Next Rise in Interest Rates Will Come in 2015
With the Federal Reserve reducing the extraordinary bond purchases it has made for the past five months, you’d think that bond prices would fall and interest rates would rise. But that hasn’t been the case, even as the Fed has trimmed its purchases by $10 billion every six weeks since January. Instead, 10-year Treasury bond rates have dropped from 3.0% to 2.6%.
See Also: The Bond Rally Isn’t Over
The slow economy in the first part of the year was a factor in the decline in rates. But there are a number of reasons for bonds' surprising strength. A close look at them provides some guidance on where interest rates will head, even as economic growth picks up speed.
First, investors have observed that the so-called taper — the Fed’s gradual reduction in bond purchases — has no bite. Interest rates haven’t risen. Plenty of other buyers, foreign and domestic, have stepped in to take the Fed’s place in bond markets. Moreover, Treasuries are still considered the world’s safe haven. So buyers remain optimistic about prospects for bonds in the near term.
Second, Treasuries were and remain attractive relative to low-yield European and Japanese bonds. In fact, yields on many European bonds have become ridiculously low compared with what they were just a few years ago, leaving U.S. Treasuries looking underpriced by comparison. With Europe’s poor economic growth and near-zero inflation rates likely to persist for the rest of the year, that will continue to be the case.
Third, for investors seeking safe, reliable places to park their cash, Treasury alternatives are scarce. Long-term municipal bonds, for example, are in short supply, as states and local governments undertake fewer projects, turning their fiscal attention instead toward shoring up underfunded government employee pensions.

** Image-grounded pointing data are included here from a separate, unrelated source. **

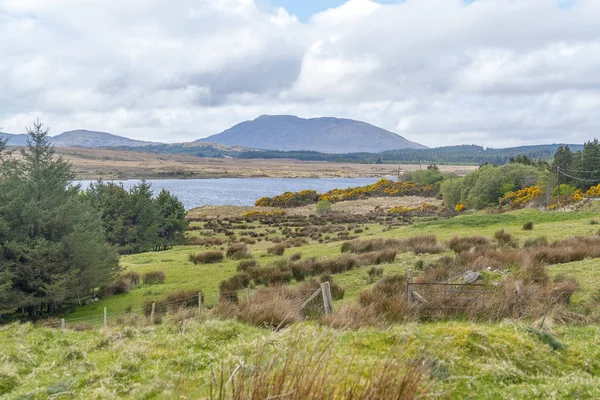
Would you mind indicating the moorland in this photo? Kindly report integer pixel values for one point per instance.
(432, 286)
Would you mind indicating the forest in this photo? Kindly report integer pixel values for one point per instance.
(58, 242)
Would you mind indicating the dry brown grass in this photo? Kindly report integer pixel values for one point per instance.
(272, 307)
(301, 373)
(238, 251)
(207, 257)
(467, 243)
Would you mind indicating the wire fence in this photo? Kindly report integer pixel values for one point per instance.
(152, 311)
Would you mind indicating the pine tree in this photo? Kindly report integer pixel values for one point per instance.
(172, 222)
(52, 246)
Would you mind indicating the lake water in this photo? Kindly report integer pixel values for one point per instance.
(240, 191)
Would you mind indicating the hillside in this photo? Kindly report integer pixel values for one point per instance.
(327, 135)
(80, 138)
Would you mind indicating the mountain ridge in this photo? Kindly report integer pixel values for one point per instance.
(323, 134)
(80, 138)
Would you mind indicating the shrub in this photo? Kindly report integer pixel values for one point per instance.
(323, 207)
(277, 250)
(132, 277)
(536, 242)
(238, 251)
(307, 372)
(375, 272)
(153, 278)
(425, 245)
(119, 287)
(466, 243)
(504, 239)
(270, 308)
(173, 302)
(528, 226)
(207, 257)
(245, 265)
(212, 241)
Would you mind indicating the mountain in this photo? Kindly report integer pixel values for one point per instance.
(326, 135)
(93, 139)
(14, 140)
(80, 138)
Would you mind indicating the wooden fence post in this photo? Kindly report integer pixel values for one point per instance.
(518, 299)
(199, 303)
(409, 285)
(327, 299)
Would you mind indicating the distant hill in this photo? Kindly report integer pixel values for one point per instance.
(14, 140)
(326, 135)
(80, 138)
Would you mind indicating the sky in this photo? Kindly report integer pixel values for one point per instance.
(497, 73)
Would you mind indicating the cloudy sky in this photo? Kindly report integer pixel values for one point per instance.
(440, 72)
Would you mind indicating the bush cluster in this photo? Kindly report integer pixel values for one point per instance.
(382, 188)
(207, 257)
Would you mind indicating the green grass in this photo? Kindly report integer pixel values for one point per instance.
(465, 360)
(182, 274)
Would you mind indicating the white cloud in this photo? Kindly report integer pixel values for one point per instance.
(439, 72)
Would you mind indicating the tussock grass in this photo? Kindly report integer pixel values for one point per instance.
(207, 257)
(153, 278)
(238, 251)
(301, 372)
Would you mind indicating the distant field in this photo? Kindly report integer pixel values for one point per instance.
(177, 359)
(116, 164)
(182, 274)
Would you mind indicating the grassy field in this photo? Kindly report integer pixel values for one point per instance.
(117, 164)
(467, 360)
(460, 359)
(182, 274)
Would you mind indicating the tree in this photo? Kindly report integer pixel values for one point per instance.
(134, 221)
(52, 247)
(172, 223)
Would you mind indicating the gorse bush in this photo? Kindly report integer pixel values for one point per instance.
(382, 188)
(277, 250)
(323, 207)
(528, 226)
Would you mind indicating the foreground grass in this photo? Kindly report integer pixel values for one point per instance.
(182, 274)
(463, 359)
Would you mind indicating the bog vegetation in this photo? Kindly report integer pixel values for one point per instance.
(463, 303)
(58, 245)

Finally, some investors, eager to lock in some of the extraordinary stock market gains of the past few years, find Treasuries attractive. That’s especially true of private pension funds, which aim to match their long-term liabilities with long-term assets.
Looking forward, none of these factors is likely to change much over the next six months. In addition, there are demographic factors which will help buoy demand for bonds. As my Kiplinger colleague Jeff Kosnett notes, “The older the U.S., Canada, Europe and Japan get, the greater will be the demand for securities, such as bonds, that pay reliable investment income as opposed to those that offer uncertain returns.”
Now that it’s clear the Fed’s bond-buying taper isn’t a factor, the next preoccupation of investors is likely to be guessing when the Fed will start raising short-term interest rates. We expect long-term rates to jump by a half-point or more next year, as investors become nervous about the potential impact of rising short-term rates and a reawakening of inflation. That would cut the value of a typical bond index fund by 2.5%-3%.
But don’t assume that rates will continue to climb at that pace. Interest rates typically move in stair-steps — often coming a bit later than expected and then plateauing for longer than circumstances might warrant before making another stair-step move up. So odds are the likely jump in 2015 won’t set off an immediate run upward. Instead, rates will stabilize at the new higher level as investors’ nervousness wears off. After all, the Fed will move slowly and cautiously, and the reasons outlined above for continued underlying strength in demand for bonds will remain in place.
Thus, we look for 10-year Treasury bond interest rates to hover in the 2.6% to 2.8% range for a good part of this year, climbing slowly in the later part of 2014 to reach 3.0% at year-end. Then, however, we anticipate a sharpish jump of a half-point or more in 2015 before rates level off again for a while. Because the exact timing will depend on when investors feel that the Fed is likely to stir from its long slumber on short-term interest rates, bond prices and rates are likely to be affected negatively — if temporarily — by any reports of better-than-expected economic strength or inflation.